Лежать здесь, позволяя машине дышать за неё… Это не только могло привести к инфекции, дав её телу ещё одно препятствие, которое нужно будет преодолеть, но она бы зачахла в этом месте. Её хрупкое психическое состояние сработало бы наоборот и помешало бы ее выздоровлению. Она сильная – всегда была такой. Ей нужно бороться.
– Никаких цветов?
Её хрипловатый голос врывается в мои мысли, и я осторожно сжимаю её запястье. Улыбка появляется на моем лице, когда я смотрю в её бледно-голубые глаза, цвет которых становится всё более ярким с каждым часом, пока она выздоравливает.
– Я решил, что это было бы слишком банально, – говорю я.
Ее улыбка слабая.
– Ты правильно решил.
Я смотрю на приспособление для контролируемой пациентом анальгезии, которое распределяет обезболивающие препараты. Пульт управления лежит у неё на талии. Свободной рукой я тянусь к нему, чтобы нажать на кнопку.
– Сейчас я в порядке, – говорит Кири, останавливая меня. – От них меня слишком клонит в сон.
– Тебе нужен сон, – настаиваю я, так как вижу, что она пытается скрыть свою боль, а я не хочу, чтобы она страдала.
– Мне просто нужно выбраться отсюда, – говорит она, а затем меняет тему. – Итак… – она поворачивает голову, чтобы взглянуть на конверт, который я положил рядом с собой на поднос. – Что ты мне принес?
Я держу её руку еще мгновение, поглаживая большим пальцем по поцарапанной коже её запястья, прежде чем отпустить её, чтобы взять конверт.
– Ответ на письмо, которое ты оставила мне в своей хижине.
Она моргает, её мягкий взгляд удерживает мой суровый, пока я его открываю. Я вынимаю сложенный лист бумаги.
– Учитывая всё, что произошло, – я разворачиваю страницу, – учитывая, как ты рисковала и подвергла себя опасности…
– Джек…
– Мне не было дано шанса ответить, Кири. Так что позволь мне сказать, – мой тон становится таким же грубым, как и острая боль в горле. Я понижаю голос на децибел. – Ты отправилась за Хейсом без меня, даже не включила меня в свой план.

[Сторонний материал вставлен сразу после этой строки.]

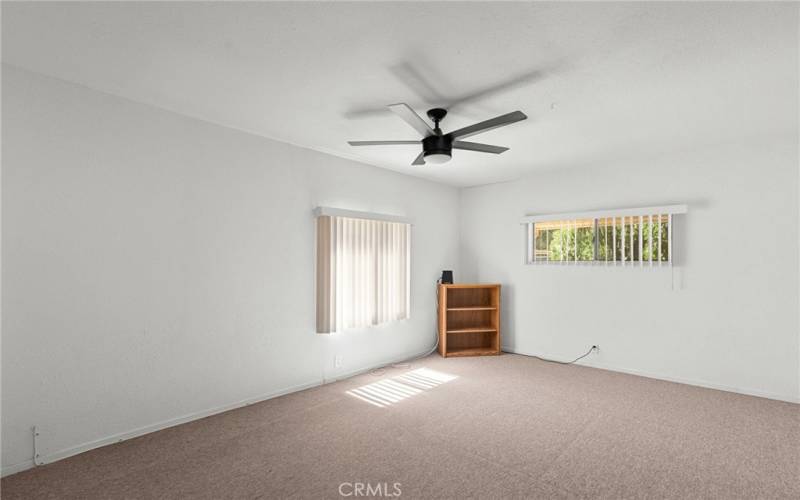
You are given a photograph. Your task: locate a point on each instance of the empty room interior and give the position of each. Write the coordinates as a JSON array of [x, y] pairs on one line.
[[400, 250]]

Она прерывисто выдыхает, и я пытаюсь почувствовать хоть какую-то долю вины, но это не входит в мой химический состав. Она должна знать, чего произошедшее могло стоить нам – могло мне стоить.
– Если у нас всё получится, то больше никогда мы не будем порознь, – говорю я непреклонно. – Теперь всегда будем только – мы. Вместе. Дуэт. Настоящее партнерство.
Она с трудом сглатывает.
– Я не… Что ты хочешь сказать?
Моя челюсть сжимается.
– Что касается твоего письма, где ты явно вынюхивала и обнаружила документы о моем предстоящем переводе в Канаду… – я встречаюсь с ней взглядом. – Да. Я планировал покинуть Уэст Пейн. Таков всегда был план. Такие люди, как я, как ты, не могут долго оставаться на одном месте, а я пробыл здесь слишком долго, Кири.
Она глубокомысленно кивает.
– Я знаю, Джек. Вот почему я написал то, что написала…
– Но пока я был в процессе поиска нового места работы, я также тщательно организовывал для тебя возможность карьерного роста на кафедре судебной антропологии Университета Альберта, – я смотрю прямо в её мерцающие глаза. – Куда перевожусь и я.
Я вкладываю письмо в её протянутую руку, и она берется за край, её взгляд опускается на первую строчку письма, где говорится о запланированном собеседовании с директором судебно-медицинского факультета Университета Альберта.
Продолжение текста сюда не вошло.